Question

Exercise A mixture of 250 mL of methane, CH4, at 35 °C and 0.55 atm and 750 mL of propane, C3Hg, at 35° C and 1.5 atm, were introduced into a 10.0 L container. What is the final pressure, in torr, of the mixture?

Answer 1

Explanation:

The given data is as follows.

      $V_{1}$ = 250 mL,     $V_{2}$ = 750 mL

      $T_{1}$ = $35^{o}C$ = 35 + 273 K = 308 K

      $T_{2}$ = 35 + 273 K = 308 K

      $P_{1}$ = 0.55 atm,    $P_{2}$ = 1.5 atm

               P = ? ,         V = 10.0 L

Since, temperature is constant.

So,    $P_{1}V_{1} + P_{2}V_{2}$ = PV

Now, putting the given values into the above formula as follows.
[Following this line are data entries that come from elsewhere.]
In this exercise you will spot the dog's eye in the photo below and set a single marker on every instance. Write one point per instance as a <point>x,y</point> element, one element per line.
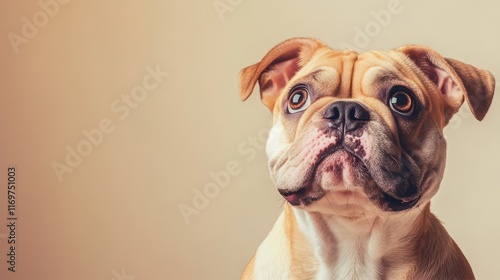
<point>299,99</point>
<point>401,102</point>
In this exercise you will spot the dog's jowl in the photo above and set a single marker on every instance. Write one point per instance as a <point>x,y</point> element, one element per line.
<point>357,151</point>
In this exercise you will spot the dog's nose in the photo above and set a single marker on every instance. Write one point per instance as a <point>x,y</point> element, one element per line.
<point>347,114</point>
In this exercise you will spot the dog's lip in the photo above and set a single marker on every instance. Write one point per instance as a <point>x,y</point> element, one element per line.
<point>400,204</point>
<point>299,196</point>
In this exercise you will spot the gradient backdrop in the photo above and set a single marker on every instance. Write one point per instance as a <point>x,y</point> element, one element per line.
<point>90,77</point>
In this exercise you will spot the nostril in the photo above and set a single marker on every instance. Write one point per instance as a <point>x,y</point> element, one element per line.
<point>293,197</point>
<point>332,114</point>
<point>358,113</point>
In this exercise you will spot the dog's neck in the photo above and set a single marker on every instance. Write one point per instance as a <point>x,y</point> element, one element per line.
<point>368,247</point>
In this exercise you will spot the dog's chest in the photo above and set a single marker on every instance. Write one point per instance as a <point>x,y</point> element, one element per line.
<point>353,261</point>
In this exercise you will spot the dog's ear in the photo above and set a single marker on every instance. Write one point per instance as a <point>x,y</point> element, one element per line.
<point>456,80</point>
<point>276,68</point>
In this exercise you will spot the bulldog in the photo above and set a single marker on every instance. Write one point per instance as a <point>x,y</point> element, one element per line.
<point>357,151</point>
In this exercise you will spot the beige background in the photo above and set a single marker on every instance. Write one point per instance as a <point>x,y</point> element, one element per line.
<point>116,215</point>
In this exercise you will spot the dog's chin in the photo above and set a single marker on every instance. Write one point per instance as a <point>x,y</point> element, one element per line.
<point>343,172</point>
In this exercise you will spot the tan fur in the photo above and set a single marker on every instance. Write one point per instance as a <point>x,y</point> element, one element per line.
<point>345,234</point>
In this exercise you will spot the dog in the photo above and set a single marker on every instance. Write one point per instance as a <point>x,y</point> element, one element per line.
<point>357,151</point>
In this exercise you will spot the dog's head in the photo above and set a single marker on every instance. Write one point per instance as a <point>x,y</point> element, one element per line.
<point>354,132</point>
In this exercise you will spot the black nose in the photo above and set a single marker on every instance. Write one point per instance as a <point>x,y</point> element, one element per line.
<point>347,114</point>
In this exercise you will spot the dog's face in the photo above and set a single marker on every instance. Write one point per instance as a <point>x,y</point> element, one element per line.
<point>361,132</point>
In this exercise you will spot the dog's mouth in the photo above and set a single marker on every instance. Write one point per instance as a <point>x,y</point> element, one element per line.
<point>340,169</point>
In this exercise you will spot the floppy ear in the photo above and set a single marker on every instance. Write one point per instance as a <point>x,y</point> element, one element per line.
<point>276,68</point>
<point>456,80</point>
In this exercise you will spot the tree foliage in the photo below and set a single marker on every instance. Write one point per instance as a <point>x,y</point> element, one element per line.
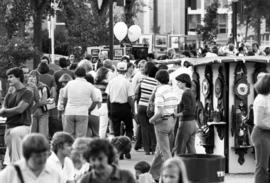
<point>210,29</point>
<point>253,13</point>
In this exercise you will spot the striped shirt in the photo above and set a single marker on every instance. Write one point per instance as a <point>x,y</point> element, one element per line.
<point>147,86</point>
<point>167,99</point>
<point>102,86</point>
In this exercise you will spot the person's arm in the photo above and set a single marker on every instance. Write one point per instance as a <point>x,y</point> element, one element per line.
<point>43,100</point>
<point>157,115</point>
<point>20,108</point>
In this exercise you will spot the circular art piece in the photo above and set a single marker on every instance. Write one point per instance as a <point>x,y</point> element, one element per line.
<point>205,88</point>
<point>218,88</point>
<point>241,88</point>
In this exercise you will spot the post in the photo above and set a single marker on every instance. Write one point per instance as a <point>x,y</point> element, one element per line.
<point>111,30</point>
<point>234,26</point>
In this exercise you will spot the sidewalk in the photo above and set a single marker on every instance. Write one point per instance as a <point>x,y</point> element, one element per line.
<point>139,155</point>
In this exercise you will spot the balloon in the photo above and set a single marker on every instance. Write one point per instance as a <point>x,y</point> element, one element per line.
<point>120,30</point>
<point>134,33</point>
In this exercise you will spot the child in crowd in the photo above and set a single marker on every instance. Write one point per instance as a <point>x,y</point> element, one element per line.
<point>142,172</point>
<point>122,145</point>
<point>174,171</point>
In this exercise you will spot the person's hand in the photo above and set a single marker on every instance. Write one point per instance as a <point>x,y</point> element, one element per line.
<point>2,111</point>
<point>151,121</point>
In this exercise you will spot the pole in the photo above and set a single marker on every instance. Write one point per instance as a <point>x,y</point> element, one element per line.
<point>53,21</point>
<point>111,30</point>
<point>235,22</point>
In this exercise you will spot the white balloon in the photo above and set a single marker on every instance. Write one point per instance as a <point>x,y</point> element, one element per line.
<point>120,30</point>
<point>134,33</point>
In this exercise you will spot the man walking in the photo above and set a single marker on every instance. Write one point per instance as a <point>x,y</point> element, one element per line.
<point>80,98</point>
<point>17,108</point>
<point>121,104</point>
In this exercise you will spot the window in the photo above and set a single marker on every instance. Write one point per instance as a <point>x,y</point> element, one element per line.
<point>222,23</point>
<point>193,22</point>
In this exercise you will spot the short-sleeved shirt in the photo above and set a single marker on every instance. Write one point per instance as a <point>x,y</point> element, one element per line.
<point>263,103</point>
<point>48,80</point>
<point>117,176</point>
<point>80,94</point>
<point>119,89</point>
<point>48,174</point>
<point>166,98</point>
<point>12,100</point>
<point>58,74</point>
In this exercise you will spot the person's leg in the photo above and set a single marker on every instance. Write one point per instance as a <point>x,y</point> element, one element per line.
<point>181,138</point>
<point>34,124</point>
<point>81,126</point>
<point>261,143</point>
<point>44,124</point>
<point>191,142</point>
<point>93,125</point>
<point>14,137</point>
<point>144,128</point>
<point>116,115</point>
<point>69,125</point>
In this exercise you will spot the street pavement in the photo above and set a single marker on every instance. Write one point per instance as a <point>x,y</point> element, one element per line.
<point>140,155</point>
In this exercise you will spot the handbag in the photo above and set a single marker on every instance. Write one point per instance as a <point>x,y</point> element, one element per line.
<point>19,173</point>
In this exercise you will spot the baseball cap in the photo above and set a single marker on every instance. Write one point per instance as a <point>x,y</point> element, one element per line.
<point>122,66</point>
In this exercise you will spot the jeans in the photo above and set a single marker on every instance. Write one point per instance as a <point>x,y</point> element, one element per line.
<point>147,130</point>
<point>76,125</point>
<point>261,141</point>
<point>103,121</point>
<point>93,126</point>
<point>13,141</point>
<point>164,130</point>
<point>40,123</point>
<point>121,112</point>
<point>185,137</point>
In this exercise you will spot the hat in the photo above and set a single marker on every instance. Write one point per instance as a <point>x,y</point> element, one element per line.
<point>184,78</point>
<point>65,78</point>
<point>107,64</point>
<point>122,66</point>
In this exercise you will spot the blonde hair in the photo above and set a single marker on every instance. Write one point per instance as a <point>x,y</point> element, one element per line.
<point>178,162</point>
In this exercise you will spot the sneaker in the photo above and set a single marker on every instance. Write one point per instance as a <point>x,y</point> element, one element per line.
<point>128,156</point>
         $P_{1}V_{1} + P_{2}V_{2}$ = PV

         $0.55 atm \times 250 mL + 1.5 atm \times 1.5 atm$ = $P \times 10.0 L$

                     P = 0.126 atm

As, 1 atm = 760 torr. So, $0.126 atm \times \frac{760 torr}{1 atm}$ = 95.76 torr.

Thus, we can conclude that the final pressure, in torr, of the mixture is 95.76 torr.